The competent teacher plans and designs instruction based on content area knowledge, diverse student characteristics, student performance data, curriculum goals, and the community context. The teacher plans for ongoing student growth and achievement.
Artifact 1
For my EDUC335 course, we were tasked with creating a Curriculum Integrated Unit Plan consisting of at least 5 lesson plans all centering around the same general topic. We were also tasked with creating a letter to parents, a letter to students, a calendar showing what lesson would be taught and when, as well as a brief summary of how the same topic could be taught in other disciplines. The topic I chose was civics and ethics. Another challenge of this assignment was to center our lesson plans around student voice, giving students the opportunity to offer their thoughts and opinions and let that shape the lessons.

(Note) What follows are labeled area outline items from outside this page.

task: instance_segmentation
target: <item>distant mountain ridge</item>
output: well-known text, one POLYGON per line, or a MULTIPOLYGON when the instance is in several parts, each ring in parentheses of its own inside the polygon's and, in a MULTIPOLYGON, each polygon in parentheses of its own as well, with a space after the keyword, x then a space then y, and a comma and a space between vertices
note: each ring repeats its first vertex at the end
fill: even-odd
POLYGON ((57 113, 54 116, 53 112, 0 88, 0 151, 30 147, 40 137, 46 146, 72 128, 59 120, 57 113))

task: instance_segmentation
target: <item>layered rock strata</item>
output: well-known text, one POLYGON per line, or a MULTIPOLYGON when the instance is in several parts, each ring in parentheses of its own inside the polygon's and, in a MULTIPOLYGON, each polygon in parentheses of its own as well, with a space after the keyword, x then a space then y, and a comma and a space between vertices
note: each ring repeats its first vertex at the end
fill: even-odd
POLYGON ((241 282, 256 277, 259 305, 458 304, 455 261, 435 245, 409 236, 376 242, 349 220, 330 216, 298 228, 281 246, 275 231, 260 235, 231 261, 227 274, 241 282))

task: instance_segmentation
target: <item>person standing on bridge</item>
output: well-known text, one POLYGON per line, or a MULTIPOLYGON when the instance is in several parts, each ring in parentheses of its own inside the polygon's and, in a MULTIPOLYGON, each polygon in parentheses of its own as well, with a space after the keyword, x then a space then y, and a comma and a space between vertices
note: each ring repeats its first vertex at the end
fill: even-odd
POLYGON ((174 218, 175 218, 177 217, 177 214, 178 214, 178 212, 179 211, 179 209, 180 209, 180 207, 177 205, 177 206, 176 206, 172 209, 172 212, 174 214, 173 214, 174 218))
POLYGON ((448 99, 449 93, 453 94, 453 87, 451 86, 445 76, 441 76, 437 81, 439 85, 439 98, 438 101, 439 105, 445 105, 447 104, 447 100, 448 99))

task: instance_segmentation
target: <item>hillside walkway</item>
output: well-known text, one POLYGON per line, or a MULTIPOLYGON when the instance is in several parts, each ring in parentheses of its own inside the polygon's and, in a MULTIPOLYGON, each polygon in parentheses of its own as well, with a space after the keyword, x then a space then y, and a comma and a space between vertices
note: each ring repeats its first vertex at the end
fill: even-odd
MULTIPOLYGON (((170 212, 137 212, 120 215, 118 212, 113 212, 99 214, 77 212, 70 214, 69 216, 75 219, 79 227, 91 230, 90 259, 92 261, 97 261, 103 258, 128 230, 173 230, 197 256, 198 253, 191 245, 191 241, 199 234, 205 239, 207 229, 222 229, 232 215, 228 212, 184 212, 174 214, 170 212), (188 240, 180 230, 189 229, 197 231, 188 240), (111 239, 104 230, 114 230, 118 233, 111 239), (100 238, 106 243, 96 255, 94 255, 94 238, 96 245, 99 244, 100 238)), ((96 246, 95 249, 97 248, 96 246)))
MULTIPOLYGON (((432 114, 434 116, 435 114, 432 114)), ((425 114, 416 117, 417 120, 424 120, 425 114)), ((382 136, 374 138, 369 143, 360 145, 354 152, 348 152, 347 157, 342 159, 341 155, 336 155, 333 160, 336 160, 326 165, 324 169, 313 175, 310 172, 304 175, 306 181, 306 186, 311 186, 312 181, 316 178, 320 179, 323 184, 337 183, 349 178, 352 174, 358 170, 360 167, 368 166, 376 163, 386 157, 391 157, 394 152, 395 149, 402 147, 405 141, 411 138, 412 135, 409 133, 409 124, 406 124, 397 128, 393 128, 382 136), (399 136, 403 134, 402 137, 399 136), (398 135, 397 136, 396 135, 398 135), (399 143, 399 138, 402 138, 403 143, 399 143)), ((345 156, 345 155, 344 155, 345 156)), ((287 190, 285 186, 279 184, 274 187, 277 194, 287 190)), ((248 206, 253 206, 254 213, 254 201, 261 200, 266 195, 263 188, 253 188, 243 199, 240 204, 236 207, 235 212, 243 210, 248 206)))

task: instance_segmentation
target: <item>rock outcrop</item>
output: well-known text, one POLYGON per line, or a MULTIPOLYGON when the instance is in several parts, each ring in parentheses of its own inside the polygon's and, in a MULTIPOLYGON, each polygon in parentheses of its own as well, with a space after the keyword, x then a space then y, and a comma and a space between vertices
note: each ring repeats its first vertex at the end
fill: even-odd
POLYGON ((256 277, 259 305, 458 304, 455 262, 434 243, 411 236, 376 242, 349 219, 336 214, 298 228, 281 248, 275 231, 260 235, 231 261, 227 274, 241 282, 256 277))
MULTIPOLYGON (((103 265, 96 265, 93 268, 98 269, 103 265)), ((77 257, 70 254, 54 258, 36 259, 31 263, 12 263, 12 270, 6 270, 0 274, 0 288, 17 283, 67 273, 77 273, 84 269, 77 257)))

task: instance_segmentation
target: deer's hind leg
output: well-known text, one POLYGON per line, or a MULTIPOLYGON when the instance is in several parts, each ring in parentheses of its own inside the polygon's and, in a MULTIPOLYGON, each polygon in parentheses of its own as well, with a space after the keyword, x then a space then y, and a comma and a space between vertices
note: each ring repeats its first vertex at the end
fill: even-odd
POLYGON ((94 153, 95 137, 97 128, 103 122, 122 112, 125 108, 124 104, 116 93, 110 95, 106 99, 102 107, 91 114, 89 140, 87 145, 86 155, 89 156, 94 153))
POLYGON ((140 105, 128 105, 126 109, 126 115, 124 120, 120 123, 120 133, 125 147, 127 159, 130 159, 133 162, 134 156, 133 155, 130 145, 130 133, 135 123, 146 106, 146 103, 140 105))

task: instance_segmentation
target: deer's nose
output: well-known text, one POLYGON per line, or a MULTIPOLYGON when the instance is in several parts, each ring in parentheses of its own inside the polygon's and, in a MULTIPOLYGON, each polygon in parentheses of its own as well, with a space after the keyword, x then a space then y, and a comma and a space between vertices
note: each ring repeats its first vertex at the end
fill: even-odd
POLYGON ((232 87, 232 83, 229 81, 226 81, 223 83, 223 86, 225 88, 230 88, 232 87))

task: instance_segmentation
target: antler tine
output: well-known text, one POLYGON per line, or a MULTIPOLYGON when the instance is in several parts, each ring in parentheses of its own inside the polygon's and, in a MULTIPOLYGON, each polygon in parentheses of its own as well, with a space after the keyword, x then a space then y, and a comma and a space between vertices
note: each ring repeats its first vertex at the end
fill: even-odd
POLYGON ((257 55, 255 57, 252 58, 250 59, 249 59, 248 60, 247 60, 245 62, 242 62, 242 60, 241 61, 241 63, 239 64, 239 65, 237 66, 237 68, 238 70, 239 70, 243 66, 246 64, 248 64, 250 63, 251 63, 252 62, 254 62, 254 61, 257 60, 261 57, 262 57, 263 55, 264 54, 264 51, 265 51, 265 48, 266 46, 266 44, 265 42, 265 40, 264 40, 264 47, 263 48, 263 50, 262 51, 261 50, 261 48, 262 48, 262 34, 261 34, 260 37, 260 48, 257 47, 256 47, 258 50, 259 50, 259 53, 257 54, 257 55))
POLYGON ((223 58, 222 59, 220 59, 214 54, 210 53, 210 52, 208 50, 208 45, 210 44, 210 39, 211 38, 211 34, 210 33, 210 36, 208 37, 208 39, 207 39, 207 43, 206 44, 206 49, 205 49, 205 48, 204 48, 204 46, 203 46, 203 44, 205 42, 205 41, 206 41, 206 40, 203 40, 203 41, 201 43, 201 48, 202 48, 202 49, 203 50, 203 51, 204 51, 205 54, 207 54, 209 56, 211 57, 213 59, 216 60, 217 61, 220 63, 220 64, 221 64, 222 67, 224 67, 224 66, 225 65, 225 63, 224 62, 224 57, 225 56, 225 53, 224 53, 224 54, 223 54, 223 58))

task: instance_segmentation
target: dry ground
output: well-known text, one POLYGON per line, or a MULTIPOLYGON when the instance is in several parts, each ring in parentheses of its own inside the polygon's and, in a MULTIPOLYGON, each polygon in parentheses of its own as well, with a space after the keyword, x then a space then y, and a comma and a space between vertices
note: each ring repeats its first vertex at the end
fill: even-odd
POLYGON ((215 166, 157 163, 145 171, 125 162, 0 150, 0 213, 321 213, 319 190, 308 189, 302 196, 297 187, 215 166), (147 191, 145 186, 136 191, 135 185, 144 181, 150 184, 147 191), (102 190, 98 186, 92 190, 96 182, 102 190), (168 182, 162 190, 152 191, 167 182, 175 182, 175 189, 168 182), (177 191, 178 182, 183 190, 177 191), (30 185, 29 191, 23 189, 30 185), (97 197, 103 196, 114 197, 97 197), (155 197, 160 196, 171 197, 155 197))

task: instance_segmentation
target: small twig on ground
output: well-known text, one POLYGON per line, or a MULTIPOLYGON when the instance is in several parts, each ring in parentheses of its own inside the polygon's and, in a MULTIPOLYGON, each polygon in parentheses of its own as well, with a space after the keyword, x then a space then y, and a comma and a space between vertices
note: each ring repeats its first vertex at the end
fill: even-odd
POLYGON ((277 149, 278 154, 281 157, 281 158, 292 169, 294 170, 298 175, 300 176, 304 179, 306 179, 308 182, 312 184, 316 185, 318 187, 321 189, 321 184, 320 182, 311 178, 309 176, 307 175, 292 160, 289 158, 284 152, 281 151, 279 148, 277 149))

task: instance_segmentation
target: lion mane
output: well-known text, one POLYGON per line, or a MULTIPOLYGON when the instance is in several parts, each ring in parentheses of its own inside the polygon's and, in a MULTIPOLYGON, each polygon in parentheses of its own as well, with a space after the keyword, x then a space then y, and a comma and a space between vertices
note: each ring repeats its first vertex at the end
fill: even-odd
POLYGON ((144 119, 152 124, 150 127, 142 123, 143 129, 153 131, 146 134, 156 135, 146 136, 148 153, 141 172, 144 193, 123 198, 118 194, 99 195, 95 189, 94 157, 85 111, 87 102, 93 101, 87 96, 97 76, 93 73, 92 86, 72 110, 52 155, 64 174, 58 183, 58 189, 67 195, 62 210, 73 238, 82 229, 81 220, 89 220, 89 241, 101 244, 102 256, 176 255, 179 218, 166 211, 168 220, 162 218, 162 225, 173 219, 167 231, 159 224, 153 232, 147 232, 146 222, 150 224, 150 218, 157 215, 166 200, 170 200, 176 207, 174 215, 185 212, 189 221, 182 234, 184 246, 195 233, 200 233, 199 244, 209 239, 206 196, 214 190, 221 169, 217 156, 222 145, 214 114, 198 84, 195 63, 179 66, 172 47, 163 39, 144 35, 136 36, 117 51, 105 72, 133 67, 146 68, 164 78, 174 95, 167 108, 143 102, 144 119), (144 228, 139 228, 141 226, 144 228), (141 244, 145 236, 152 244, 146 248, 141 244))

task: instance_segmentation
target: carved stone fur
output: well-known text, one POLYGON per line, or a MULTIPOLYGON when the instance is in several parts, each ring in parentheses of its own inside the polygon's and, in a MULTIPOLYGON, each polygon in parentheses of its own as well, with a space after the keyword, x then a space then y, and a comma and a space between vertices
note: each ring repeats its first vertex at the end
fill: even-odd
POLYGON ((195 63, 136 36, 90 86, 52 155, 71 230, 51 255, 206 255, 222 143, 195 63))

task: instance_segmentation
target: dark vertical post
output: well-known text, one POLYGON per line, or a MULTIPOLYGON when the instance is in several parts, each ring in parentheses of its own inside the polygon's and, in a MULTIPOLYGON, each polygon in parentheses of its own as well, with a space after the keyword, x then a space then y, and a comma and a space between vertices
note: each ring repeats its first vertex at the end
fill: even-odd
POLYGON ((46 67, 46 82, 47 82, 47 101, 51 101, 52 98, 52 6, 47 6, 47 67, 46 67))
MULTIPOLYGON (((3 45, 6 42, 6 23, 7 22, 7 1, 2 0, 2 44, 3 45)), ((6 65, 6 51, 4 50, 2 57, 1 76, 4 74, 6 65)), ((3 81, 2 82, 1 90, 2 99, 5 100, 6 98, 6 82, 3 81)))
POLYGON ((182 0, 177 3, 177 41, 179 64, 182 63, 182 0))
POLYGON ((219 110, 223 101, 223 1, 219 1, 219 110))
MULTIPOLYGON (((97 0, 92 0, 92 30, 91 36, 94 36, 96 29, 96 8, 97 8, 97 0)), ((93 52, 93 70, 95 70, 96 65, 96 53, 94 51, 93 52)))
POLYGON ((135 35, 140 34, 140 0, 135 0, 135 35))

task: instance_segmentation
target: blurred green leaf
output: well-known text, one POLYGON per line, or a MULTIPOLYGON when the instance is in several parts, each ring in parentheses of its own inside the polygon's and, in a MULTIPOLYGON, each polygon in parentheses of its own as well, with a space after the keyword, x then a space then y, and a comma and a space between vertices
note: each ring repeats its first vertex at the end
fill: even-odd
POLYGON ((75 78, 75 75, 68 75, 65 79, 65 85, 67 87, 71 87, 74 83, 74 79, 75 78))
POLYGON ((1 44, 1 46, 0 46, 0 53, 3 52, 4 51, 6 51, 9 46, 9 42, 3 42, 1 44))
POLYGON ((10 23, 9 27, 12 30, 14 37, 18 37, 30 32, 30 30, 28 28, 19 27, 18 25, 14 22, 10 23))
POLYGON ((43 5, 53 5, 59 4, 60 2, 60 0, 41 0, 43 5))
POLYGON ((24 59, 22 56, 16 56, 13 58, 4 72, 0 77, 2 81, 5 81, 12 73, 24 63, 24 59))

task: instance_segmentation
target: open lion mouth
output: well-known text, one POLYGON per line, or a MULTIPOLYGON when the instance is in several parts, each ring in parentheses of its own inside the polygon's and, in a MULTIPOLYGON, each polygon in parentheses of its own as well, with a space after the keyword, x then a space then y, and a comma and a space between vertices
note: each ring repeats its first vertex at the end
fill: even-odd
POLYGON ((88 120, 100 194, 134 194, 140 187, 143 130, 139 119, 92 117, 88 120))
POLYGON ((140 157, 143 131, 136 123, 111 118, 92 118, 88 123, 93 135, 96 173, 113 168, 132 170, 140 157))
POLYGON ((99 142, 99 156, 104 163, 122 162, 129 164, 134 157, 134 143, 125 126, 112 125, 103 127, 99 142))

This assignment was difficult in part because I had never done anything like this before; this was my first interaction with Curriculum Integrated Unit Plans. I had to think of how other disciplines could interact with the topic and in turn how a Social Studies class could interact with other disciplines.
Standard 3B states that the competent teacher "understands how to develop short- and long-range plans, including transition plans, consistent with curriculum goals, student diversity, and learning theory." While I only needed to create 5 lesson plans, I had to determine how best to schedule them, what topic/lesson they should occur before, and what topic/lesson they should occur after.
Artifact 2
As a student teacher, I was required to create tests as well as modify the tests for IEP students. The tests linked here are the original test and the modified test that I gave to my students. Students with IEPs also had the test read to them in a small group. Originally, we (my cooperating teacher and I) modified the test to be 16 multiple choice questions for a point each, but after talking with some of the special education teachers, we agreed that this might be too much for 6th graders with an IEP, so we shortened it to 8 questions for 2 points each.
The challenge here was determining what information students needed to know most and what information could be cut from the modified test. This also required that some short answer questions be turned into multiple-choice questions, which presented another challenge. It took us a few days to finally settle on the modified test.
Standard 3A states that the competent teacher "understands the Illinois Learning Standards (23 Ill. Adm. Code 1. Appendix D), curriculum development process, content, learning theory, assessment, and student development and knows how to incorporate this knowledge in planning differentiated instruction." Thanks to my cooperating teacher, I know how to modify a test for students who require a modified test.